Para frenar este gasto silencioso, los especialistas destacan la importancia de renovar los equipos por modelos dotados de tecnologías de precisión.

Los sistemas Inverter de última generación, por ejemplo, adaptan el funcionamiento del compresor a las necesidades reales de enfriamiento en lugar de trabajar a máxima potencia constantemente. Esto permite lograr un ahorro energético de hasta un 15% en el hogar.

Asimismo, contar con sensores capaces de realizar múltiples lecturas de temperatura por minuto garantiza un control milimétrico con variaciones de apenas medio grado (±0,5 ºC).

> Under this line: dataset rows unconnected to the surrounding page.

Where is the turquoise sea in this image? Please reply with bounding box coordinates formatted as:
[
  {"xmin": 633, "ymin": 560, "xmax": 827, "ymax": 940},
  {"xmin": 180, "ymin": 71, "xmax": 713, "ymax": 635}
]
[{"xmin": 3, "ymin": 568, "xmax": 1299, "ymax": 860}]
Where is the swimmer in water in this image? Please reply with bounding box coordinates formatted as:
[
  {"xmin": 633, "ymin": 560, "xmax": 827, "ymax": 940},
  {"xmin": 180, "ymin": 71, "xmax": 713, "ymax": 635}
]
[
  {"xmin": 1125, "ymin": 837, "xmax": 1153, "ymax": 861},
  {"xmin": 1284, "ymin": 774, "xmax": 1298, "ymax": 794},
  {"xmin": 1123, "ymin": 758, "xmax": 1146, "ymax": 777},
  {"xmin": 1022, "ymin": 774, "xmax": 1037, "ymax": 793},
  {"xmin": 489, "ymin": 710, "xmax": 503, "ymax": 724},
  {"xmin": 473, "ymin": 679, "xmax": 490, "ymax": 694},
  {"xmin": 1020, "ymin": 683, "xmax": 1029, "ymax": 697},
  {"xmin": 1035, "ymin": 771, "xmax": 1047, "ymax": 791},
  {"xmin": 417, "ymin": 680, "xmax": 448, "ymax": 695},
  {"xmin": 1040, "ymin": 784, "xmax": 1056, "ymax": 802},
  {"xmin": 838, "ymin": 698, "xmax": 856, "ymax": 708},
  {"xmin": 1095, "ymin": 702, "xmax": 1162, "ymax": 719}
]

De este modo, se evitan los golpes de calor que arruinan la compra semanal y se erradica la formación de hielo mediante tecnologías Total No Frost, eliminando la necesidad de descongelar manualmente.

¿Cambiar de frigorífico?

Identificar las señales a tiempo es clave para evitar que una avería definitiva te obligue a hacer un gasto imprevisto.

Si notas que la fruta madura demasiado rápido, que el congelador pierde espacio por la escarcha o que el recibo de la luz no deja de subir sin motivo aparente, tu electrodoméstico ya ha dejado de ser eficiente.

Apostar por soluciones con zonas de temperatura adaptables e integración inteligente no solo protege tu economía doméstica, sino que transforma la cocina en un espacio mucho más cómodo, eficiente y sostenible.